Creates unnecessary bureaucratic barriers to entry for pedicab drivers, imposes excessive costs through licensing fees and insurance requirements, and restricts market competition in a low-risk transportation sector

delete FURTHER REQUIREMENTS uksi-2026-135 · 2026
Summary

This regulation establishes a comprehensive licensing and regulatory regime for pedicab operators in Greater London, requiring operators to obtain an operator's licence from TfL, maintain extensive records of bookings/drivers/vehicles/complaints, conduct DBS checks on associated persons, comply with immigration status requirements, adhere to advertising restrictions, and face broad discretionary powers for TfL to vary/suspend/revoke licences. It creates a government-granted monopoly privilege system for pedicab operations.

Reason

This regulation imposes massive compliance costs (record-keeping, DBS checks, immigration verification, licence applications) that will restrict market entry, reduce competition, and raise prices for consumers. The advertising restrictions anti-competitively protect incumbent operators by forbidding accurate descriptive terms like 'taxi' or 'cab'. The immigration status integration creates unnecessary barriers to entrepreneurship based on nationality. Pedicab safety and consumer protection can be achieved through existing tort law, insurance requirements, and market reputation mechanisms without creating a bureaucratic licensing cartel. The regulation replicates the same failed regulatory thinking that stifles innovation across Britain's economy.

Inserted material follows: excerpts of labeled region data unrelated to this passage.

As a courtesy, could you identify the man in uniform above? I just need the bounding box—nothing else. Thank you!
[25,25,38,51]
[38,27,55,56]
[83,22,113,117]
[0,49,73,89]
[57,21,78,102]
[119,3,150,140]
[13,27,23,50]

delete The Pedicab Vehicles (London) Regulations 2026 uksi-2026-136 · 2026
Summary

This regulation establishes a licensing system for pedicab vehicles in London, requiring operators to obtain licenses, meet vehicle specifications, maintain insurance, undergo inspections, and comply with conditions set by Transport for London (TfL). It includes enforcement mechanisms such as fines and fixed penalties.

Reason

This regulation creates unnecessary bureaucratic overhead that restricts free market transportation options in London. The licensing requirements, inspection regimes, and compliance costs create barriers to entry that reduce supply of pedicab services, driving up prices and limiting consumer choice. The regulatory framework serves no compelling public safety purpose that couldn't be addressed through existing general vehicle and traffic laws.

delete LICENCE FEES uksi-2026-137 · 2026
Summary

The Pedicabs (London) (Fares and Fees) Regulations 2026 imposes price controls with maximum fares of £5 base + £1 per minute + £3 per additional passenger, mandates electronic payment devices and receipts, creates criminal offenses for overcharging, and establishes fixed penalties for violations.

Reason

Price ceilings suppress market-clearing prices, reduce supply, and create deadweight loss by preventing mutually beneficial exchanges. Criminalizing overcharges turns civil disputes into crimes, while mandatory payment systems and receipts impose compliance costs that stifle innovation and entrepreneurial flexibility. The regulation's unseen costs include reduced service availability, suppressed competition, and inability to respond to changing costs or demand patterns.